Le faubourg Saint-Seurin possédait jadis trois grandes routes. L'une était la vieille route romaine du Médoc (rue Fondaudège-rue de la Croix-de-Seguey). Elle porte souvent dans les livres le nom de "magnum iter ". C'était aussi la «magna via de Solaco», le grand chemin par où l'on va de la porte Saint-Germain au Bouscat. Au XVIIe siècle, elle formait la séparation, dans la paroisse de Saint-Seurin, des deux quartiers de Caudéran et du Bouscat. Et comme elle était proche de la fontaine d'Audège, on disait aussi d'elle que c'était la voie « prope fontem d' Audeuya». Dans la paroisse Saint-Seurin, elle avait une valeur de ligne frontière, puisqu'elle séparait l'un de l'autre deux quartiers; mais c'était aussi une voie importante pour le ravitaillement de Bordeaux. C'est par elle qu'arrivaient à la ville les produits du Médoc, et notamment le sel de la côte.

La rue Fondaudège a ainsi remplacé l’ancien "Chemin de Soulac" (Camin de Soulac). Elle a repris le tracé de l'ancienne Lébade au-delà de l'ancienne porte Saint-Germain, l'actuelle place Tourny. (Lébade/levade : mot d'origine gasconne signifiant « levée (de terre) », utilisé en Gironde pour désigner des voies anciennes connues depuis l'époque médiévale. Ces voies ne sont pas des chaussées empierrées comme les voies romaines, mais de simples élévations de terre, larges d'une dizaine de mètres et bordées de fossés, qui permettaient aux voyageurs de traverser à pied sec les landes humides de Gascogne).

Elle desservait sur son côté ouest l'ancienne chapelle Saint-Germain, détruite au XVe siècle, le quartier des tanneries où se trouve la fontaine (côté est), puis passait à proximité des arènes dites "Palais Gallien".

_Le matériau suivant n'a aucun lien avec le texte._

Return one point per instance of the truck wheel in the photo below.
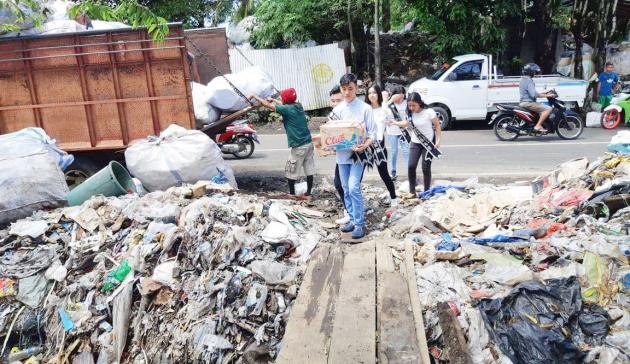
(443, 115)
(81, 169)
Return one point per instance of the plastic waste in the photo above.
(115, 277)
(24, 354)
(177, 156)
(531, 323)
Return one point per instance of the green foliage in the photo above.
(287, 22)
(462, 27)
(128, 11)
(22, 11)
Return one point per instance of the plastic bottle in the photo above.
(116, 277)
(24, 354)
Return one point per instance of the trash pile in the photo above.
(534, 273)
(196, 273)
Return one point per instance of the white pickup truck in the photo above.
(468, 87)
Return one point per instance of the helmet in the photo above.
(531, 69)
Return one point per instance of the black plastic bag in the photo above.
(538, 323)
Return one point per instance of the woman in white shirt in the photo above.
(394, 134)
(382, 115)
(426, 121)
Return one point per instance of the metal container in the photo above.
(96, 90)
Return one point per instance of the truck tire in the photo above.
(81, 169)
(443, 115)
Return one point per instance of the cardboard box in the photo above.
(317, 143)
(341, 135)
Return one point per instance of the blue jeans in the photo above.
(393, 144)
(350, 175)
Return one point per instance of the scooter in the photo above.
(618, 110)
(238, 139)
(513, 121)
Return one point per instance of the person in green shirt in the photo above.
(298, 136)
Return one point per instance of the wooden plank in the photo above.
(310, 323)
(353, 339)
(416, 306)
(397, 342)
(453, 335)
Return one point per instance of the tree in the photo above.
(21, 12)
(459, 27)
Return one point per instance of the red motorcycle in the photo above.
(238, 139)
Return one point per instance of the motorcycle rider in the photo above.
(527, 89)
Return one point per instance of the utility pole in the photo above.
(377, 45)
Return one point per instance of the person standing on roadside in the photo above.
(335, 99)
(394, 133)
(608, 81)
(298, 136)
(382, 114)
(351, 172)
(426, 121)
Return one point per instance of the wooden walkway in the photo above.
(357, 304)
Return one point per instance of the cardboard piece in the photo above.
(341, 134)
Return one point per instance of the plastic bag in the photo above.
(29, 183)
(620, 142)
(177, 156)
(250, 81)
(33, 140)
(204, 112)
(530, 324)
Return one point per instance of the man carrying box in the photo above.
(350, 173)
(298, 137)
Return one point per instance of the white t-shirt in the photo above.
(423, 121)
(402, 111)
(381, 115)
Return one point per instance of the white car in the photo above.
(468, 87)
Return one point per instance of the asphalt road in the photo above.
(466, 153)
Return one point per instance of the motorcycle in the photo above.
(618, 110)
(513, 121)
(238, 139)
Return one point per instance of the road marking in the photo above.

[Les eaux de cette fontaine - dont le trop plein était recueilli dans un réservoir - étaient excellentes pour le lavage des cuirs (« adouberies de cuyrs »). Cette industrie malodorante du cuir, par la volonté des Jurats à la fin du XVème siècle avait été déplacée des rives du Peugue en centre-ville sur des terrains hors les murs qu’ils achetèrent près de la source d’Audège dont les eaux servaient également aux fabricants de « cordes à boyaux » pour les violons. Ces tanneries s’étaient ainsi installées sur ses bords, elles ont laissé jadis leurs noms à différentes ruelles: rue et impasse des Tanneries].

Cette rue tire donc son nom de la fontaine d'Odeia, source du petit affluent de la Garonne connu sous le nom d'estey/ester/esterium/ruisseau d’Audeyola (nommé ainsi déjà au XIIème siècle) qu'elle longeait sur sa rive droite. Ce ruisseau se jetait dans la Garonne au « peyrat des Chartreux » (aujourd’hui le Pavé des Chartrons). Le nom antique de la fontaine a donné en gascon l'appellation Houn d'Audeya, corrigée en Font d'Audège, dont Fondaudège est une forme "agglutinée".

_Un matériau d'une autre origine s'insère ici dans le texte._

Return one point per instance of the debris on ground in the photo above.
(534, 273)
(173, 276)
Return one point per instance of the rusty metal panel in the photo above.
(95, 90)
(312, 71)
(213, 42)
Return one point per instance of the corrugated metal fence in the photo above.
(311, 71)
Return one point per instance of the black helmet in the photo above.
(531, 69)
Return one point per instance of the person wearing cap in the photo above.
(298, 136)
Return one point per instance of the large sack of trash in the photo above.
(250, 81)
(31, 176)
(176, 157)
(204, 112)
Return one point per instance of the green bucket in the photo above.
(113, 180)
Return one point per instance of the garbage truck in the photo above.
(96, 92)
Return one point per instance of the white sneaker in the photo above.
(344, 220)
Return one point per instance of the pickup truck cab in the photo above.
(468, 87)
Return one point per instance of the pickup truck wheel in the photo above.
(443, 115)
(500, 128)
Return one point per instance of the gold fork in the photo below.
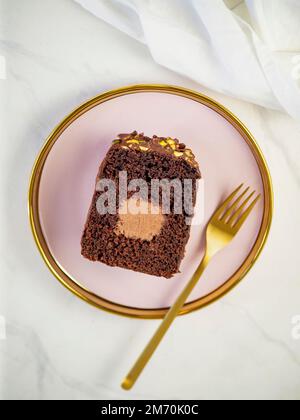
(222, 228)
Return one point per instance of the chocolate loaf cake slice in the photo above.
(138, 218)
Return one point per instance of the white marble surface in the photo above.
(57, 346)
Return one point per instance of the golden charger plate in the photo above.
(140, 96)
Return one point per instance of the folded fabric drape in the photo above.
(256, 59)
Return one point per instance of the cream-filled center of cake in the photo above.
(139, 219)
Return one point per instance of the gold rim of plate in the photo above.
(113, 307)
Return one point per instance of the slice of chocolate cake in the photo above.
(140, 214)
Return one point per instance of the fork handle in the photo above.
(145, 356)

Ce ruisseau d’Audeyola descendait donc depuis la fontaine d’Audège et se jetait dans la Garonne près de la Tour d’Audeyole. Au commencement du XIVème siècle, lorsqu’on enveloppa toute l’ancienne ville dans un vaste réseau de fortifications (second accroissement de remparts de la ville), on détourna le cours naturel du ruisseau et on se servit de ses eaux pour inonder les fossés du Nord. Bordé en partie de maisons et suivant un chemin, il passait alors près de la Vieille Corderie et de la porte Saint Germain. 

En 1559, on y exécuta quelques travaux: les  Jurats firent faire une muraille à la fontaine d'Audège pour la séparer du grand chemin et empêcher que les terres ne tombent dans le vase de la fontaine... La fontaine était donc située juste en bordure de la rue Fondaudège.

En 1787, il existait dans le quartier Fondaudège des bourbiers si profonds que, pour pénétrer en ville, les équipages venant du Médoc devaient faire le tour par l'allée des Noyers. La zone était donc très humide au point de devoir la contourner...

Comme on avait creusé des puits sur plusieurs points de la ville et dans les environs de la fontaine Fondaudège, on craignait d’en avoir fait tarir la source en donnant d’autres écoulements aux eaux. Prévoyant cette éventualité, en 1607  le maréchal Dornano dépensa beaucoup d’argent pour conduire les eaux de la Fondaudège devant le Château Trompette où il fit ériger une fontaine surmontée d’une pyramide.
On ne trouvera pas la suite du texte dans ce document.